Tiroler Tageszeitung, Leitartikel, Ausgabe vom 10. April 2019. Von PETER NINDLER. „Richtig zum Krenreiben“.

Innsbruck (OTS) – Bei den Freizeitwohnsitzen zeigt der Landesrechnungshof den Tiroler Gemeinden, wo es langgeht. Doch solange die Bürgermeister die Nachteile von illegalen Freizeitwohnsitzen nicht erkennen, ist jede Maßnahme des Landes zahnlos.

Wenn das keine Offenbarung und Watschn für die Tiroler Gemeinden ist. Dass mindestens 24 Hauptwohnsitze in Längenfeld eine Zustell­adresse im Ausland aufweisen, wirft ein bezeichnendes Licht auf das Problem mit illegalen Freizeitwohnsitzen in Tirol.

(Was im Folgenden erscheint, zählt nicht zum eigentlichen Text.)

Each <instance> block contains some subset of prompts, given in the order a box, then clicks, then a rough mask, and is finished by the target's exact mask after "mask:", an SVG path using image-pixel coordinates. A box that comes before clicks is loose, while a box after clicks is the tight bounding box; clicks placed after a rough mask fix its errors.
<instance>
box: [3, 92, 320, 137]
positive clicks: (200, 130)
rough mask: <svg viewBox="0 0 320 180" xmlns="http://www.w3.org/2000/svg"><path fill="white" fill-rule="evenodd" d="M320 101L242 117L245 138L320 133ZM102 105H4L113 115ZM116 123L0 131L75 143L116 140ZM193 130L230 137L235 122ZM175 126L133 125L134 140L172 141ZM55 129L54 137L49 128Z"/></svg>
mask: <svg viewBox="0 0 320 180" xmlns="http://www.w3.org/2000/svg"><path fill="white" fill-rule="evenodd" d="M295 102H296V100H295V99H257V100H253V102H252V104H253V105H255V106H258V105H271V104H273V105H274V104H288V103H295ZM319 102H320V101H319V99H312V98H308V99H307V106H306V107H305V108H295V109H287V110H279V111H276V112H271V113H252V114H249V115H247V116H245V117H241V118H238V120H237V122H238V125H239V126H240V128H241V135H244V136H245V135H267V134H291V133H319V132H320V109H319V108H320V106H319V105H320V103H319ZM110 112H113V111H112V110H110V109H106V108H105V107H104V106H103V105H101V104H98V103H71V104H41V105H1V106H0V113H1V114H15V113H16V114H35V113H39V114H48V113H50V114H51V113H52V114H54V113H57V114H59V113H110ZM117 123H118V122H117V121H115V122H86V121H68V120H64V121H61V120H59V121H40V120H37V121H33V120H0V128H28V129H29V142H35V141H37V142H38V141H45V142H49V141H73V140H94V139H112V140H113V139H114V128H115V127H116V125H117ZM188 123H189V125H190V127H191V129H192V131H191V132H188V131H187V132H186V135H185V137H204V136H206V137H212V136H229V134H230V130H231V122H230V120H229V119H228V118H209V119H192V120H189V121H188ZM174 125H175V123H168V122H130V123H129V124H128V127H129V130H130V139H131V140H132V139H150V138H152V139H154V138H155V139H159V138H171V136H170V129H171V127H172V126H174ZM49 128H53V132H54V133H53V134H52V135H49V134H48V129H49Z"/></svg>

Das hat nicht die Gemeinde aufgeworfen, sondern der Landesrechnungshof, der die offenen Abgabenforderungen der Ötztaler Kommune einmal genau durchforstet hat. Für Wohnsitze in Tirol werden Kanal- und Müllgebühren u. a. in Deutschland beglichen. Aber offiziell sind in Längenfeld nur vier genehmigte Freizeitwohnsitze gemeldet, in der Tourismushochburg Sölden mit Ober- und Hochgurgl lediglich zehn. Wie das möglich ist, werden sich viele fragen?
Der Rechnungshof hält deshalb den Bürgermeistern den Spiegel vor Augen. Sie sollten einfach genauer hinsehen und die Adressen überprüfen. Es geht eigentlich mühelos, man muss es nur tun. Zumindest ist eine Postadresse im Ausland ein Indiz dafür, dass die Immobilie in Tirol nur zu Freizeitzwecken genützt wird. Daraus folgt, dass bei allen gesetzlichen Regelungen die Bürgermeister die Schwachstelle sind, um illegale Freizeitwohnsitze zurückzudrängen. Weil sie nur halbherzig hin- oder sogar wegschauen. Das deckt der Landesrechnungshof schonungslos auf.

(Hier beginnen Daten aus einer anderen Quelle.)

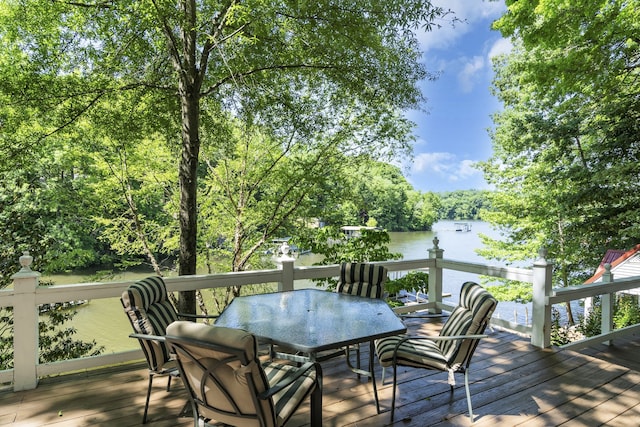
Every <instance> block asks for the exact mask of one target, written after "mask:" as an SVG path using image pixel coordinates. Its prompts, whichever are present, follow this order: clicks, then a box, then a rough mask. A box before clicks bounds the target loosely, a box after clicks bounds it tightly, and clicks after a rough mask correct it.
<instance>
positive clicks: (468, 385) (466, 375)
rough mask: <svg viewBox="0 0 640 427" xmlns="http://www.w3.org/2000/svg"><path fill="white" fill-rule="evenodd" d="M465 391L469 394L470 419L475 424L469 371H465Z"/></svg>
mask: <svg viewBox="0 0 640 427" xmlns="http://www.w3.org/2000/svg"><path fill="white" fill-rule="evenodd" d="M464 389H465V390H466V392H467V406H468V407H469V418H471V422H473V408H471V393H470V392H469V369H465V371H464Z"/></svg>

16.200 genehmigte Freizeitwohnsitze gibt es im Land, weitere 10.000 Wohnungen und Häuser dürften illegal als solche genutzt werden. Dadurch werden vor allem in den touristischen Gunst­lagen die Immobilienpreise nicht nur hoch gehalten, sondern weiter in die Höhe getrieben. Fast gebetsmühlenartig zeigt deshalb der jährliche Grundverkehrsbericht der Landes- und Kommunalpolitik die Rote Karte. Desillusioniert heißt es dort stereotyp: „sozial unverträglich“ für die einheimische Bevölkerung.
Überdies verschärfen Investorenmodell­e in Hotels – Appartements werden von vermögenden Bürgern aus anderen EU-Ländern gekauft und dann als Ferienzimmer zur Verfügung gestellt – oder Chaletdörfer die Situation. Glühende Befürworter sind allerdings erneut die Bürgermeister. Sie erwarten sich touristische und wirtschaftliche Impulse für ihre Gemeinden, doch die Kontrolle von versteckten Freizeitwohnsitzen bleibt dabei meist auf der Strecke.
Doch wie kommt das Land angesichts steigender Immobilien- und Mietpreise aus der Teufelsspirale heraus? Indem entweder die Bürgermeister konsequent kontrollieren oder das Land die Kontrolle über die Freizeitwohnsitze übernimmt.